Show that $T_0=100$.

Show that $k=\frac{1}{10}\ln \frac{10}{7}$.

Find the temperature of the water when $t=15$.

Sketch the graph of $T$ versus $t$, clearly indicating any asymptotes with their equations and stating the coordinates of any points of intersection with the axes.

Find the time taken for the water to have a temperature of $50 °\text{C}$. Give your answer correct to the nearest second.

The model for the temperature of the water can also be expressed in the form $T=T_0{a}^{\frac{t}{10}}$ for $t\ge 0$ and $a$ is a positive constant.

Find the exact value of $a$.

* This sample question was produced by experienced DP mathematics senior examiners to aid teachers in preparing for external assessment in the new MAA course. There may be minor differences in formatting compared to formal exam papers.

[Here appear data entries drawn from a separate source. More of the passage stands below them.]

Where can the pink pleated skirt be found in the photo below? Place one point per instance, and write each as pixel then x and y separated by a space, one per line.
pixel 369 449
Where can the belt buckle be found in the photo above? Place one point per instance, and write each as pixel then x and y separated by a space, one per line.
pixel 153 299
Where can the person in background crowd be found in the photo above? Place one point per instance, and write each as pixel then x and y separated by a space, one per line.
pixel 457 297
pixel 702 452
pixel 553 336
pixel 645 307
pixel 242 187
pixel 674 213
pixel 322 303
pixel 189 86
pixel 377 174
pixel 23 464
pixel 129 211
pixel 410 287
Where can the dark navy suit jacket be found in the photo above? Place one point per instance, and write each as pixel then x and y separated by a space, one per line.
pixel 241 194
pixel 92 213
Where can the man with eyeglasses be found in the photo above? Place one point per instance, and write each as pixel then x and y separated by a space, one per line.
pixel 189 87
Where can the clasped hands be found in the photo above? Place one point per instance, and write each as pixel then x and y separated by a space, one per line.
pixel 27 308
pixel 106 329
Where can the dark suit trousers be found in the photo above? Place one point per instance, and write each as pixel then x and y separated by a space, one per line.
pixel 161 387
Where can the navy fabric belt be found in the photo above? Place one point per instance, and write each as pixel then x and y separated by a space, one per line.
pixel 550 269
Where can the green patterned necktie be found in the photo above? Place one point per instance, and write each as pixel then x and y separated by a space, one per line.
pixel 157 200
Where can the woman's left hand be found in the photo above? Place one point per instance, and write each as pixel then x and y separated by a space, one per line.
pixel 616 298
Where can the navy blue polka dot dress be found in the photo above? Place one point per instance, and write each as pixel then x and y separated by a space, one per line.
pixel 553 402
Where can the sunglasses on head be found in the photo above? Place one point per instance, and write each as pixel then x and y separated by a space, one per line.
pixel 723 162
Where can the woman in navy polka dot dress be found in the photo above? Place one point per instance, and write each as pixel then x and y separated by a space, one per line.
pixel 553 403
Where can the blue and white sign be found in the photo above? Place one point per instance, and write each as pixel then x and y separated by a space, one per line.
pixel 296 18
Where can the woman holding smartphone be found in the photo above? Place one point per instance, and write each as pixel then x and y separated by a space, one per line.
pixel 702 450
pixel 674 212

when $t=0, T=100\Rightarrow 100=T_0{\text{e}}^0$         A1

so $T_0=100$         AG

[1 mark]

correct substitution of $t=10, T=70$         M1

$70=100{\text{e}}^{-10k}$  or  ${\text{e}}^{-10k}\mathrm{=}\frac{7}{10}$

EITHER

$-10k=\ln \frac{7}{10}$         A1

$\ln \frac{7}{10}=-\ln \frac{10}{7}$  or  $-\ln \frac{7}{10}=\ln \frac{10}{7}$         A1

OR

${\text{e}}^{10k}\mathrm{=}\frac{10}{7}$         A1

$10k=\ln \frac{10}{7}$         A1

THEN

$k=\frac{1}{10}\ln \frac{10}{7}$         AG

[3 marks]

substitutes $t=15$ into $T$         (M1)

$T=58.6 \left(°\text{C}\right)$         A1

[2 marks]

a decreasing exponential         A1

starting at $\left(0, 100\right)$ labelled on the graph or stated         A1

$T\to 0$ as $t\to \infty$         A1

horizontal asymptote $T=0$ labelled on the graph or stated         A1

Note: Award A0 for stating $y=0$ as the horizontal asymptote.

[4 marks]

$100{\text{e}}^{-kt}=50$  where $k=\frac{1}{10}\ln \frac{10}{7}$        A1

EITHER

uses an appropriate graph to attempt to solve for $t$         (M1)

OR

manipulates logs to attempt to solve for $t$ e.g. $\ln \frac{1}{2}=\left(-\frac{1}{10}\ln \frac{10}{7}\right)t$         (M1)

$t=\frac{\ln 2}{{\displaystyle \frac{1}{10}}\ln {\displaystyle \frac{10}{7}}}=19.433\dots$        A1

THEN

temperature will be $50 °\text{C}$ after $19$ minutes and $26$ seconds        A1

[4 marks]

METHOD 1

substitutes $T_0=100$, $t=10$ and $T=70$ into $T=T_0{a}^{\frac{t}{10}}$         (M1)

$70=100a^{\frac{10}{10}}$        A1

$a=\frac{7}{10}$        A1

METHOD 2

$100a^{\frac{t}{10}}=100{\text{e}}^{-kt}$  where $k=\frac{1}{10}\ln \frac{10}{7}$

EITHER

${\text{e}}^{-k}=a^{\frac{1}{10}}\Rightarrow a={\text{e}}^{-10k}$         (M1)

OR

$a={\left({\text{e}}^{\left(-\frac{1}{10}\ln \frac{10}{7}\right)t}\right)}^{\frac{10}{t}}$         (M1)

THEN

$a={\text{e}}^{-\ln \frac{10}{7}} \left(={\text{e}}^{\ln \frac{7}{10}}\right)$        A1

$a=\frac{7}{10}$        A1

[3 marks]